Este incremento vertiginoso ha superado la capacidad de adaptación de muchas infraestructuras, comunidades y ecosistemas. El modelo, basado en la expansión continua, ha generado una paradoja cada vez más visible: cuanto más éxito turístico, menos bienestar local.
Esa presión constante no solo se traduce en saturación, sino también en una pérdida de sentido. Lo que en su origen fue una invitación a compartir cultura, paisaje y estilo de vida se ha transformado en una industria de volumen.
Un modelo centrado en la cantidad, no en la calidad; en llenar habitaciones, no en cuidar la experiencia; en atraer visitantes, no en preservar lugares. Paralelamente, las protestas y la turismofobia han ido creciendo, dando forma a una paradoja inquietante: los lugares que viven por y para el turismo, y de los que dependen tantas familias, están encontrando en él su propio agotamiento. Así, la consecuencia se impone con claridad: se empobrece lo que se multiplica sin medida.
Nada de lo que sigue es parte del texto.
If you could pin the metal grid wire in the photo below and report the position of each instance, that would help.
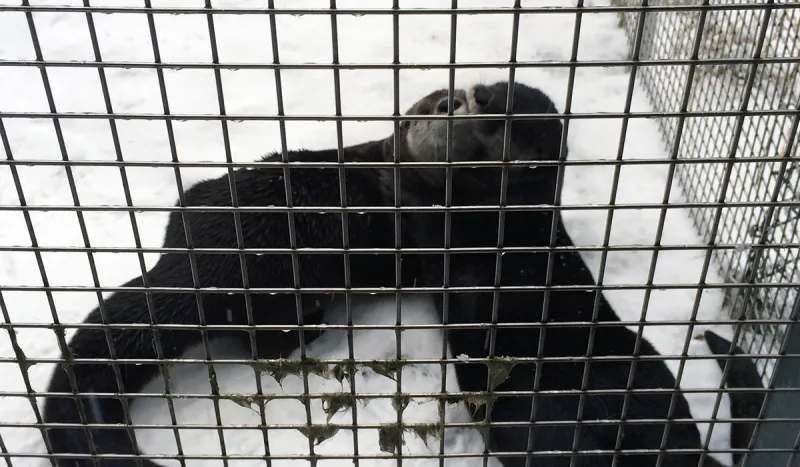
(709, 38)
(698, 59)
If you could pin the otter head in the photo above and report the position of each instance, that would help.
(481, 139)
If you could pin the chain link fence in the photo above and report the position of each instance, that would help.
(737, 55)
(720, 78)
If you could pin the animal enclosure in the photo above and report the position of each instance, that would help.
(677, 181)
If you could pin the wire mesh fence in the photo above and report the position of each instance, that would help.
(410, 298)
(723, 44)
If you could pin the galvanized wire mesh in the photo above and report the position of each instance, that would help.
(722, 45)
(745, 207)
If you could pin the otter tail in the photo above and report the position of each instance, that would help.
(79, 441)
(90, 394)
(742, 374)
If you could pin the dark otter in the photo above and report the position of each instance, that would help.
(257, 187)
(417, 141)
(572, 389)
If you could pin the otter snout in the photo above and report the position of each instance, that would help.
(482, 95)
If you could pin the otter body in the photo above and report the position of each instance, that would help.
(561, 319)
(260, 187)
(425, 141)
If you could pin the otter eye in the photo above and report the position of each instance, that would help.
(442, 107)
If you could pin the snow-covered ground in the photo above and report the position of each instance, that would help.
(307, 39)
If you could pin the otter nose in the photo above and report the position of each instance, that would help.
(482, 95)
(442, 107)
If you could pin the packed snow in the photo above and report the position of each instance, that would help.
(307, 39)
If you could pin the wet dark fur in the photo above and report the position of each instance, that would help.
(542, 138)
(254, 187)
(743, 374)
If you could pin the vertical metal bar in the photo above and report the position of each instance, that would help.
(714, 227)
(59, 331)
(501, 222)
(659, 232)
(756, 260)
(448, 202)
(129, 202)
(637, 45)
(397, 217)
(337, 94)
(562, 157)
(182, 199)
(290, 215)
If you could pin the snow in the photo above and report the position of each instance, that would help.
(307, 39)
El turismo no es enemigo, pero sí lo es su desmesura. Recuperar la medida es hoy una urgencia y, a la vez, una oportunidad. En demasiados rincones de España, especialmente en las zonas costeras, el modelo se ha orientado hacia un turismo de borrachera o de bajo coste que erosiona la imagen del país y degrada el entorno.
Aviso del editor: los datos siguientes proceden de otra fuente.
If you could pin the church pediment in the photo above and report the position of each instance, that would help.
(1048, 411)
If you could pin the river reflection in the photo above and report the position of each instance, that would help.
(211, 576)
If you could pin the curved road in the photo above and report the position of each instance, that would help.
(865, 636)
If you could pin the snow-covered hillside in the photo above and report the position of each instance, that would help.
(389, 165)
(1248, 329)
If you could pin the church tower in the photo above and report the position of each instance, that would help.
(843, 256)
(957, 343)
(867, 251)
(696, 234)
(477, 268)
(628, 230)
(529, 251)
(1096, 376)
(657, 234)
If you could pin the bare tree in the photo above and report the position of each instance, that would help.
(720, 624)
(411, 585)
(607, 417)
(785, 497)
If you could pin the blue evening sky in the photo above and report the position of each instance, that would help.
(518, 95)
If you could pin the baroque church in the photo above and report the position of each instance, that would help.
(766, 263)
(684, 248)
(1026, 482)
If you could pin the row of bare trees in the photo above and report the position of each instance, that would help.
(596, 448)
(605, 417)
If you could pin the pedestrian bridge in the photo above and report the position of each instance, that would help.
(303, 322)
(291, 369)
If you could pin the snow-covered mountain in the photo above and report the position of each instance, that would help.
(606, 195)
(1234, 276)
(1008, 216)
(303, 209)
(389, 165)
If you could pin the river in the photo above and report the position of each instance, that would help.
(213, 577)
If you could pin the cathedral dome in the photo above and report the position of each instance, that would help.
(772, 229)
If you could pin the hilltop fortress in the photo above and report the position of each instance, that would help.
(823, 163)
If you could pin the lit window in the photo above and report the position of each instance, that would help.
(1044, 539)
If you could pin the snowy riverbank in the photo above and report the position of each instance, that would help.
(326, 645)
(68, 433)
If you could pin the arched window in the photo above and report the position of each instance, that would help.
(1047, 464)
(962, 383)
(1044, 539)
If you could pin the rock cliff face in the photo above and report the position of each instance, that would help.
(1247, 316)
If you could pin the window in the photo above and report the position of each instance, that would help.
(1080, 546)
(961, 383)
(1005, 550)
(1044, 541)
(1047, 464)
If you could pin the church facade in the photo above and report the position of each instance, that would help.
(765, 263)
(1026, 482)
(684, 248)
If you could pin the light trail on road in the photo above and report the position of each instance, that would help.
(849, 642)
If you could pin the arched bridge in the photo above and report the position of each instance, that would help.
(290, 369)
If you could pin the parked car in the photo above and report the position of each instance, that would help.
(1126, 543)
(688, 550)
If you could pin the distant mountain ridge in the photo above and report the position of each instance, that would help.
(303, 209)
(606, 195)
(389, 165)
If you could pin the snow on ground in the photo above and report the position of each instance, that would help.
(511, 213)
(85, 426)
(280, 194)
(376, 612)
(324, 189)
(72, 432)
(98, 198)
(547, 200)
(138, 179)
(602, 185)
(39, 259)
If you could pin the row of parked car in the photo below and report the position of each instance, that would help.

Desde hace años, España ha optado por competir a la baja en cuanto a precios, priorizando el volumen sobre el valor y sacrificando la calidad en favor del precio. Magaluf, Benidorm o Lloret de Mar son ejemplos evidentes de este fenómeno, donde el precio ha reemplazado al valor y la cantidad ha desplazado a la calidad.
Sin embargo, algunas ciudades comienzan a comprender que este modelo no es sostenible y han puesto en marcha estrategias para revertirlo. Un ejemplo elocuente es Málaga, enmarcada en la Costa del Sol.
Su estrategia busca reducir el número de turistas, incrementando al mismo tiempo la calidad de las estancias y el gasto medio por visitante. Este cambio no se produce de la noche a la mañana, sino que responde a un esfuerzo coordinado entre lo público y lo privado.
Por un lado, una política pública que impulsa la construcción de hoteles de cinco estrellas mientras limita las licencias para establecimientos de categorías inferiores. Y por otro, la respuesta del sector privado, que apuesta por crear propuestas con un mayor valor añadido y una visión más sostenible del destino.
Replantear el turismo no implica cerrarse al mundo, sino abrirse de otra manera. Supone pasar del turismo de masas al turismo de propósito, del visitante fugaz al huésped consciente, de la explotación del territorio a su celebración. España puede y debe liderar un nuevo modelo de hospitalidad basado en la medida, la elegancia y la autenticidad.
Atraemos a los turistas según aquello que decidimos ofrecer. Si el país pone en valor su patrimonio cultural, histórico y gastronómico, con restaurantes que respeten la identidad de cada lugar, si impulsa la llegada de grandes cadenas internacionales como Four Seasons o Mandarin Oriental y promueve la creación de hoteles boutique independientes de alta calidad, atraerá a un visitante más exigente, curioso y respetuoso.
En cambio, mantener una oferta turística de low cost solo perpetuará la afluencia masiva de un turismo que aporta poco y desgasta mucho. Tanto en términos económicos como culturales.
Eliminar la oferta low cost no significa renunciar al turismo, sino elevar su estándar. La verdadera transformación llegará cuando las políticas públicas y la iniciativa privada trabajen de forma coordinada para posicionar a España como un destino de excelencia, donde el visitante busque la experiencia y no el precio. Solo así el país reducirá la saturación y recuperará el prestigio de su hospitalidad.
El lujo del futuro no residirá en la cantidad de turistas que llegan, sino en la calidad de los que permanecen. En el visitante que deja huella, pero no desgaste; en el equilibrio entre recibir y cuidar; en un turismo que, como todo lo verdaderamente sofisticado, se define por su capacidad de contenerse.